KAMPALA, Uganda -- One Ugandan has died of Marburg, a highly infectious disease that, like Ebola, manifests as a viral hemorrhagic fever, Uganda's health minister said Thursday.
Tests on a 50-year-old woman who died Oct. 17 came back positive for Marburg, Health Minister Jane Ruth Aceng told reporters Thursday.
The Marburg victim, who lived in eastern Uganda, had looked after a brother who died in September after falling ill with similar signs and symptoms, she said.

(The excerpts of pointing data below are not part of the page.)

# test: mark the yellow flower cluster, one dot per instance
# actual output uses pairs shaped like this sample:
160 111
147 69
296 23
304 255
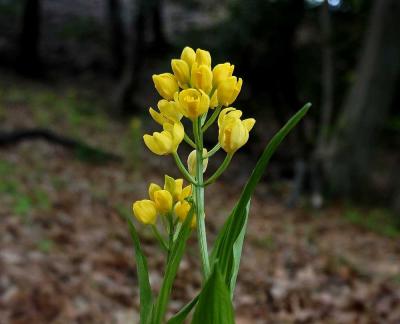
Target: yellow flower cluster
233 132
164 201
190 91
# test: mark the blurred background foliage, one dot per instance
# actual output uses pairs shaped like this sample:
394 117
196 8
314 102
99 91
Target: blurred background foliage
76 74
336 54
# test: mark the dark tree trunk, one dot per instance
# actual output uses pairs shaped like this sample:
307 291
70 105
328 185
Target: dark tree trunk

"The deceased's brother was reported to be a hunter who carried out his activities where there are caves with heavy presence of bats," she said in the Ugandan capital, Kampala. "However, no samples were taken off his body prior to his death."
Marburg "has the potential to spread over wide areas, affecting many people, especially health workers and family members nursing Marburg" patients, she said.
Marburg outbreaks start when an infected animal, such as a monkey or a fruit bat, passes the virus to a human. The virus then spreads from human to human by contact with an infected person's body fluids.
Marburg symptoms include muscle pains and bleeding through body openings like eyes and ears. There is no drug or vaccine for Marburg, which belongs to the same viral family as Ebola.
Uganda has faced outbreaks of hemorrhagic fevers before, including an Ebola outbreak in 2000 that killed more than 200 people over several weeks.
Later outbreaks, including a Marburg one in 2014, were successfully contained within days and killed far fewer people.